Ich möchte hierzu einen Gedankenbeitrag für die Kulturgeschichte harter Musik entwickeln. Auch für diese Kulturgeschichte sind Tage und Jahre von erheblicher Bedeutung (wenn man etwa an das globale Schlüsseljahr 1968 als Voraussetzung des Entstehens von Metal Musik im engeren Sinne denkt).2 Im Diskurs der Kulturgeschichte harter Musik lässt sich zwar einiges an solchen Zäsuren und Ereignissen festmachen, doch scheint mir methodisch ein anderer Zugang sinnvoller: Ich möchte vorschlagen, für die Erzählung dieser Kulturgeschichte, in zeitlicher, räumlicher und allgemein kultureller Hinsicht die Einheiten von Langspielplatten bzw. Alben als “Basiseinheit” anzunehmen; dies ergibt sich gleichsam stringent und deduktiv aus meinen theoretischen Gedanken bisher: Alben von Bands bzw.

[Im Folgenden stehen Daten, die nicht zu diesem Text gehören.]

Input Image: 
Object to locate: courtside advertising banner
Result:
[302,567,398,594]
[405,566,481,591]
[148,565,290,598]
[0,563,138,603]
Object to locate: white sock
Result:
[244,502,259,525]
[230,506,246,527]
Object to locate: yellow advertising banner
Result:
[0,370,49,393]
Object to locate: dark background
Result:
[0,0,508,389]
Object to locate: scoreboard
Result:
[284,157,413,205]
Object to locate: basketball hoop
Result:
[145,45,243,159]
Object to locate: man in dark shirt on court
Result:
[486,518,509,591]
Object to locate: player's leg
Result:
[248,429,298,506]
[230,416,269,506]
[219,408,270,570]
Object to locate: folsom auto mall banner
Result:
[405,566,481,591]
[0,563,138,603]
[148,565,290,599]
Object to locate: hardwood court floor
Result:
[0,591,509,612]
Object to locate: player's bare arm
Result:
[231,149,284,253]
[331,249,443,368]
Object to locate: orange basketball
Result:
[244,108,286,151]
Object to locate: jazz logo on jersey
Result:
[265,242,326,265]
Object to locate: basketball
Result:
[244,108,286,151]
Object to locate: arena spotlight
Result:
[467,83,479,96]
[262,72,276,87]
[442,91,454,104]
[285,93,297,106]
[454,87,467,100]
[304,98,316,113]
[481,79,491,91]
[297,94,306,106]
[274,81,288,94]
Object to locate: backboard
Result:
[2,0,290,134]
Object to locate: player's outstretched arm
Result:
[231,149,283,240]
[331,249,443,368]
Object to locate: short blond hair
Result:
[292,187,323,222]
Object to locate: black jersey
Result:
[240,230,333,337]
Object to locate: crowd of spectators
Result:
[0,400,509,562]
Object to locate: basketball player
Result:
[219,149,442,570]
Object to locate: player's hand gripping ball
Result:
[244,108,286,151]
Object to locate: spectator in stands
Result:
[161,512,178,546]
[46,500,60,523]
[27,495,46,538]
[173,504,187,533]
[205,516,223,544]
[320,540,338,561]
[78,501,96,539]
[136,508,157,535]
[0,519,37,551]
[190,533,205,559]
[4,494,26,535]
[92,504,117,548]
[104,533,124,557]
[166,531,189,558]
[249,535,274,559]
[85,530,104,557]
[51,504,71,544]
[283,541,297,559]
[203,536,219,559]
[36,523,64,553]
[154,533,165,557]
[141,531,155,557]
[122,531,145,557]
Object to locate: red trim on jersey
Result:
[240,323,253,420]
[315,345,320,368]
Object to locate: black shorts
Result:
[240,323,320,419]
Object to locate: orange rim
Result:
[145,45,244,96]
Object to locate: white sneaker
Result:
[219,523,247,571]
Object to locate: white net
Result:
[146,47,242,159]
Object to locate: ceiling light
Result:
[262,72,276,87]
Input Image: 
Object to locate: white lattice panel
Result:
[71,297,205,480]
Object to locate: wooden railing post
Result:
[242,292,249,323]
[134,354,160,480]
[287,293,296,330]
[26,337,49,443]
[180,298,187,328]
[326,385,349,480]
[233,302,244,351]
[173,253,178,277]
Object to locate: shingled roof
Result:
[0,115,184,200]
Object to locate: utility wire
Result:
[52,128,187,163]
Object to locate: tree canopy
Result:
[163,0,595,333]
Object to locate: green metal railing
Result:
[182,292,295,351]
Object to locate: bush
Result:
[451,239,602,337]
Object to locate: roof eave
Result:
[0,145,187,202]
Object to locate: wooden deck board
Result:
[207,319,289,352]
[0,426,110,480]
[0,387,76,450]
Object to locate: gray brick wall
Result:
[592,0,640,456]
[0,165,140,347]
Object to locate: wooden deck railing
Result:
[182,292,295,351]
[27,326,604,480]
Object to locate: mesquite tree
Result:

KünstlerInnen erscheinen an einem bestimmten Tag, in einem bestimmten Jahr; sie machen es möglich, diese Geschichte zu periodisieren.

Zugleich sind sie die Grundeinheit der historischen Zyklen dieser Kulturgeschichte: Alben und Langspieler sind die Grundlage, nach denen sich die Tour- und Konzerttätigkeit der KünstlerInnen richtet (nicht umsonst sprich man vom “Album-Tour-Zyklus”, der sich beständig zu wiederholen scheint); zugleich sind sie für ihr Erscheinungsdatum in ihrer kulturellen Gesamtwirkung (Zusammenstellung der Tracks, Produktionsweise, Cover, Werbediskurs zu Alben usw.) gleichsam eine Entität, in der sich die Subjektivierung und Identität der KünstlerInnen (und der Menschen, die ihre Kunst rezipieren) einer Brennlinse gleich zu einem bestimmten historischen Datum zeigt. Somit sind vor allem Alben die Träger der Ereignisse dieser Kulturgeschichte. So repräsentiert die Veröffentlichung von Black Sabbaths gleichnamigen Debütalbum, das am 13. Februar 1970 im Vereinigten Königreich erschien, in gewissen Sinne die “Geburt” von Heavy Metal. Ich möchte daher die historische Einheit des Albums als kleinste historische Einheit der Kulturgeschichte harter Musik vorschlagen. Durch diese Einheit können wir diese Geschichte periodisieren, quantifizieren und qualifizieren. Selbst in den heutigen Mediendiskursen der “Sozialen Netzwerke” und Streaming-Dienste scheint sich die Stabilität dieser Messens- und Ermessensform zu zeigen: Nach wie vor sind vor allem Alben die bestechende Ereignisse der Kultur harter Musik – in Rezeption, Kritik, Leben und Erleben dieser Musikformen.


  1. Vgl. zu einer guten Einführung ins wissenschaftliche historische Denken: Stefan Jordan: Theorien und Methoden der Geschichtswissenschaft. Paderborn 2009. 

  2. Vgl. hierzu: Robert Gildea u.a. (Hg.): Europe’s 1968. Voices of Revolt. Oxford 2013.